Data Ingestion

Overview

What is Data Ingestion?
- The process of collecting raw data from various sources.
- Sources include databases, APIs, files, and streaming systems.
- Data is ingested into a target system for storage, processing, and analysis.
Batch vs. Streaming Ingestion:
- Batch Ingestion: Processing data in chunks or batches (e.g., hourly, daily, weekly).
- Streaming Ingestion: Processing data as a continuous stream (e.g., real-time).

Batch vs. Streaming Ingestion

Batch Ingestion:
- Processes data in bounded chunks (e.g., by time, size, or number of records).
- Examples:
  - Ingesting all sales data from the past week.
  - Ingesting data every 10 GB or every 1000 records.
- Micro-batch: A hybrid approach where batches are processed more frequently (e.g., every minute).
Streaming Ingestion:
- Processes data as a continuous, unbounded stream.
- Examples:
  - Real-time stock price updates.
  - User clicks on a website.
Continuum Between Batch and Streaming:
- Batch and streaming exist on a spectrum.
- High-frequency batch ingestion (e.g., every second) can approach streaming.

Ingestion Patterns

ETL (Extract, Transform, Load):
- Traditional batch ingestion pattern.
- Extract data → Transform in a staging area → Load into a target system (e.g., data warehouse).
- Best for structured data with clear transformation rules.
ELT (Extract, Load, Transform):
- Extract data → Load into a target system → Transform within the target system.
- Best for exploratory analysis or when transformation requirements are unclear.
- Risk of creating a data swamp (unorganized, unmanageable data).

Ingestion from Different Source Systems

Databases:
- Use connectors like JDBC or ODBC.
- Set up ingestion at regular intervals or when new data is recorded.
- Tools: AWS Glue ETL.
APIs:
- Set up connections based on API-specific protocols.
- Constraints: Rate limits, data size limits.
- Tools: API client libraries, managed data platforms.
Files:
- Use object storage systems (e.g., S3).
- Manual file transfer: SFTP, SCP.
Streaming Systems:
- Use message queues or event streaming platforms (e.g., Kafka, Kinesis).
- Example: Ingesting IoT device or sensor data.

Case Study: Batch Ingestion from a REST API

Scenario:
- Marketing analyst wants to analyze Spotify data (music trends) alongside product sales.
- Data will be ingested from the Spotify API.
Key Requirements:
- Ingest data from a third-party API.
- Store and serve data for analysis.
- Use ELT for flexibility in transformation.

Case Study: Streaming Ingestion from Web Server Logs

Scenario:
- Ingest real-time user activity data from a website for a product recommender system.
- Data will be ingested from a Kinesis Data Stream.
Key Requirements:
- Separate user activity data from system metrics.
- Ingest data in JSON format.
- Expected message rate: ~1000 events/second (~1 MB/s).
- Retain messages in the stream for 1 day.

Streaming Ingestion Details

Message Queues vs.
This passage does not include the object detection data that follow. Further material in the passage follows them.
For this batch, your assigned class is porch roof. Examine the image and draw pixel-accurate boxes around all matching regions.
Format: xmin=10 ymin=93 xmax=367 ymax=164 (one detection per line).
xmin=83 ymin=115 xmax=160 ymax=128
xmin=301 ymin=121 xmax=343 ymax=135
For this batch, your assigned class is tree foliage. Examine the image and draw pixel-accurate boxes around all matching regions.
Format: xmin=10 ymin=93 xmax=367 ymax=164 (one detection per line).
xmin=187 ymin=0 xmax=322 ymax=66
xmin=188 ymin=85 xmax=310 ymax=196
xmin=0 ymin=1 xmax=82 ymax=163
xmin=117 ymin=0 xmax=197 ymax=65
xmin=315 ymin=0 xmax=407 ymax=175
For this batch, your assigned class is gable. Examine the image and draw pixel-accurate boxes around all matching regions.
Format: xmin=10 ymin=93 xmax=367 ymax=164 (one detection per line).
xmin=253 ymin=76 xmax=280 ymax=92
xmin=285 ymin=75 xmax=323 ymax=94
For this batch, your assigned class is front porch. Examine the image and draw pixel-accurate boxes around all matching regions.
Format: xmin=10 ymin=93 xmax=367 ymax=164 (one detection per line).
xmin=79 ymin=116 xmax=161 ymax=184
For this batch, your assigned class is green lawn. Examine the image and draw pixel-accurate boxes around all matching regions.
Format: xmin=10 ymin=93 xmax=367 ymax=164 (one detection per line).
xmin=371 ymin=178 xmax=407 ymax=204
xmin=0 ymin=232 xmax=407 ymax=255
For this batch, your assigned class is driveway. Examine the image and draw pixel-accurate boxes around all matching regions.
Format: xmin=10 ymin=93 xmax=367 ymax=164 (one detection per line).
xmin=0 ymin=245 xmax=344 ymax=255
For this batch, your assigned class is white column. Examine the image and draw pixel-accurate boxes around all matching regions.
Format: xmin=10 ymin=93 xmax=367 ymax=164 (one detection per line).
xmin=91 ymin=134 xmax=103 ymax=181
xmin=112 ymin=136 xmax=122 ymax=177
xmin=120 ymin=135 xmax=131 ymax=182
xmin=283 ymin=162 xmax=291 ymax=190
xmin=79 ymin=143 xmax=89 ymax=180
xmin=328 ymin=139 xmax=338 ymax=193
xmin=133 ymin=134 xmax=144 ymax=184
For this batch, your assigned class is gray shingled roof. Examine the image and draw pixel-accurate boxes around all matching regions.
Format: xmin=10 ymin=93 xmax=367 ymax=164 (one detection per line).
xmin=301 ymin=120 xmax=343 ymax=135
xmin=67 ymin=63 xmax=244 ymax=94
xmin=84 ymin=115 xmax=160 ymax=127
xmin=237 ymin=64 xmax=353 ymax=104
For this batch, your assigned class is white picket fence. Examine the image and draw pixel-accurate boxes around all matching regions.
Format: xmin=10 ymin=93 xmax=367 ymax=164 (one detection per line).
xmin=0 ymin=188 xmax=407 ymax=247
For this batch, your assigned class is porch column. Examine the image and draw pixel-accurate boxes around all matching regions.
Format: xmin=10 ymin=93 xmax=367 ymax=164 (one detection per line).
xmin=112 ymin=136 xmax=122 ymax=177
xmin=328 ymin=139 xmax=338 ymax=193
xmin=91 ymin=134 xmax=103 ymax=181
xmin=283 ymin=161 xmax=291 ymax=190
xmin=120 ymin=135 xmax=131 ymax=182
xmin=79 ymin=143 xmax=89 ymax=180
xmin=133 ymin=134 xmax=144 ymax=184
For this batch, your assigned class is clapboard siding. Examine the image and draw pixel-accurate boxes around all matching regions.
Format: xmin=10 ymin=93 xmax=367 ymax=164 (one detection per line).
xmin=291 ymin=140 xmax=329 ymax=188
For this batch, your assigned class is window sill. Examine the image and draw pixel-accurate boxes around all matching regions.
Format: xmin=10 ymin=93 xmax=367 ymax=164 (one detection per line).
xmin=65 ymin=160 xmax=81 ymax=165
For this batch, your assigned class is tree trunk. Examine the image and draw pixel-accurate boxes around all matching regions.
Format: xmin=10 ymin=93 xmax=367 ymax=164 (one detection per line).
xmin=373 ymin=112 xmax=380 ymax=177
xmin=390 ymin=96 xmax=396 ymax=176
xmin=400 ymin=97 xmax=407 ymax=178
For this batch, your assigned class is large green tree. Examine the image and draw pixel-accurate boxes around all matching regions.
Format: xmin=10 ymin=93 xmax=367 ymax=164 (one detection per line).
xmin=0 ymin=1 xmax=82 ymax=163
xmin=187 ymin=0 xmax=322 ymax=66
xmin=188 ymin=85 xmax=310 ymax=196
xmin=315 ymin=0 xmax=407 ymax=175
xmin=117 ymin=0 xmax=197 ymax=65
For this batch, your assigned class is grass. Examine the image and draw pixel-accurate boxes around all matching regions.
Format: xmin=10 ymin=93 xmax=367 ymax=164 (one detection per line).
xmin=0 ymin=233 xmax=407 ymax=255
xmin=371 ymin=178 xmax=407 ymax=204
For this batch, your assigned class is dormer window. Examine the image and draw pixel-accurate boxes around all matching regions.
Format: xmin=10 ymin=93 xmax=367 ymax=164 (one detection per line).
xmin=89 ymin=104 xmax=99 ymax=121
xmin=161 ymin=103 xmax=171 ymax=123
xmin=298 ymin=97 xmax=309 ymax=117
Event Streaming Platforms:
- Message Queues:
  - FIFO (First In, First Out).
  - Messages are deleted after consumption.
- Event Streaming Platforms:
  - Messages are stored in an append-only log.
  - Messages can be replayed or reprocessed.
  - Examples: Kafka, Kinesis.
Kafka:
- Topics: Categories for related events.
- Partitions: Subsets of messages within a topic.
- Consumer Groups: Groups of consumers that read from partitions.
Kinesis:
- Streams: Equivalent to Kafka topics.
- Shards: Equivalent to Kafka partitions.
- Capacity:
  - Each shard supports up to 1 MB/s write and 2 MB/s read.
  - On-demand mode: Automatically scales shards based on traffic.
  - Provisioned mode: Manually set the number of shards.

Key Takeaways

Batch Ingestion:
- Processes data in chunks.
- Best for historical analysis or large datasets.
- Tools: ETL, ELT.
Streaming Ingestion:
- Processes data in real-time.
- Best for real-time analytics or event-driven systems.
- Tools: Kafka, Kinesis.
Source Systems:
- Databases, APIs, files, and streaming systems each have unique ingestion considerations.
- Choose the right ingestion pattern based on the source system and business use case.

Change Data Capture (CDC)

What is CDC?

Definition: CDC is a method for capturing and tracking changes (inserts, updates, deletes) in a database and making these changes available for downstream systems.
Purpose: Ensures data synchronization between source systems (e.g., databases) and target systems (e.g., data warehouses, analytics platforms).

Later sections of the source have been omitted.